How Long Does Meth Stay in Your System For?

Apr 2024 How Long Does Meth Stay in Your System For?

How long does meth stay in your system? Once your body has eliminated the drug, can you still test positive on a drug screen? What types of physical and psychological harm can meth use cause? Knowing the answers to these questions can help you keep yourself and your loved ones safe from the twin scourges of meth abuse and meth addiction.

How Long Does Meth Stay in Your System? 

People typically ask the question, how long does meth stay in your system, for one of two reasons:

  • To understand how long they may continue to feel the drug’s effects
  • To determine how long they may test positive on a drug screen

We’ll discuss how quickly meth’s effects can occur and how long they usually last in the next section. Here, we’ll answer the question from a drug screening perspective.

The length of time that you may test positive for meth can be influenced by several factors, including:

  • How much meth you used
  • How long you have been using meth
  • Your age, weight, and metabolism
  • What type of drug screen you complete

It’s also important to note that drug screens don’t only test for the actual presence of meth in your system. They may also look for metabolites, which are byproducts that are created as your body processes and eliminates meth from your system. If certain metabolites are present, that is conclusive proof that you have recently used meth.

Here are estimated detection timelines for four types of drug screens:

  • Saliva: You may test positive on a saliva screening for up to four days after your most recent meth use.
  • Urine: A urine test may detect meth for up to five days after the last time you used the drug.
  • Blood: Blood tests have the shortest detection span. They usually won’t be able detect meth for longer than three days after you last used the drug.
  • Hair: Hair follicle tests have by far the longest detection span.
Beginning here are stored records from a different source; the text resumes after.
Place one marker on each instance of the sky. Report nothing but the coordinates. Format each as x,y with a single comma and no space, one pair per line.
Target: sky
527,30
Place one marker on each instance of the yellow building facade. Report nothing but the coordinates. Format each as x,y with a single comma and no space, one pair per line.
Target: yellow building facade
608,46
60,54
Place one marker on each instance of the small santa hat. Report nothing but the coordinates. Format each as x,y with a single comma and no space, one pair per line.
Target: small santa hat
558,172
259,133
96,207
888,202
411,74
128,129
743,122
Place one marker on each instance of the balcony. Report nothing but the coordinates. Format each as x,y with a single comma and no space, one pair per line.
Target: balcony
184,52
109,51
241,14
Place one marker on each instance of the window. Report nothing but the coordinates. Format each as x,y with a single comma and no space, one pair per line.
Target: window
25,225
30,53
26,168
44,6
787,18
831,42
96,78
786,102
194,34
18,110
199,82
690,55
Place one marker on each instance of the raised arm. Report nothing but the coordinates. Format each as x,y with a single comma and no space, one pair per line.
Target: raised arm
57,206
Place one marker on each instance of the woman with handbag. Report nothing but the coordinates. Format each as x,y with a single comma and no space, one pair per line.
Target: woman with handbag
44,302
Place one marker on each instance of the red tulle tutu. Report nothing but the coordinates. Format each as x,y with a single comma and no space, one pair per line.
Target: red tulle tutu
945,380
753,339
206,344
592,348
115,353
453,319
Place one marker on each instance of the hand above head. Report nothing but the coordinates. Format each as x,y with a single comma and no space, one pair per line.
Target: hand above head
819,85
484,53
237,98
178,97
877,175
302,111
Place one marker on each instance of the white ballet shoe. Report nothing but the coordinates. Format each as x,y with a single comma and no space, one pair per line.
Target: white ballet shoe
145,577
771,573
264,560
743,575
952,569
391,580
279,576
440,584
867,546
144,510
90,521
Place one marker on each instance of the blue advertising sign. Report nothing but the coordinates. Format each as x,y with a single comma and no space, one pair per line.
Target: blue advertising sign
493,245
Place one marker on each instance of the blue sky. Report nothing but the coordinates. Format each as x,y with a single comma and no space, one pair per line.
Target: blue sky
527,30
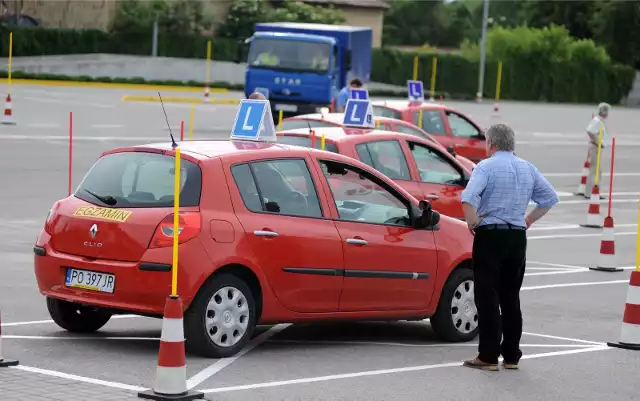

They may return a positive result for meth as long as 90 days after the last time you used the drug.

What Does Meth Do to Your Body?

In addition to knowing how long does meth stay in your system, you should also be aware of the impact that this drug can have on your body and your mind. Let’s start by reviewing the potential immediate and long-term physical effects of meth.

Short-Term Physical Effects

When you ingest meth, the drug can quickly cause the following physical changes:

  • Racing or irregular heart rate
  • Hyperthermia (elevated body temperature)
  • Increased blood pressure
  • Rapid breathing
  • Increased energy
  • Decreased need for sleep
  • Diminished appetite

If you smoke meth, these initial effects will usually occur within a few seconds and last for up to six hours. If you inject the drug, the effects will also begin almost instantaneously, and may last as long as eight hours.

The two other common means of ingesting meth – by snorting it or swallowing it – are associated with a slower onset but longer duration of effects. Depending on which technique you use, it can take five to 15 minutes before you start to feel the effects, but they may endure for up to 12 hours.

When the initial rush of meth use ends, it can be followed by a dramatic crash in mood and energy. To maintain their high and avoid the crash, some people use meth multiple times over several hours or days. This is often referred to as going on a meth binge.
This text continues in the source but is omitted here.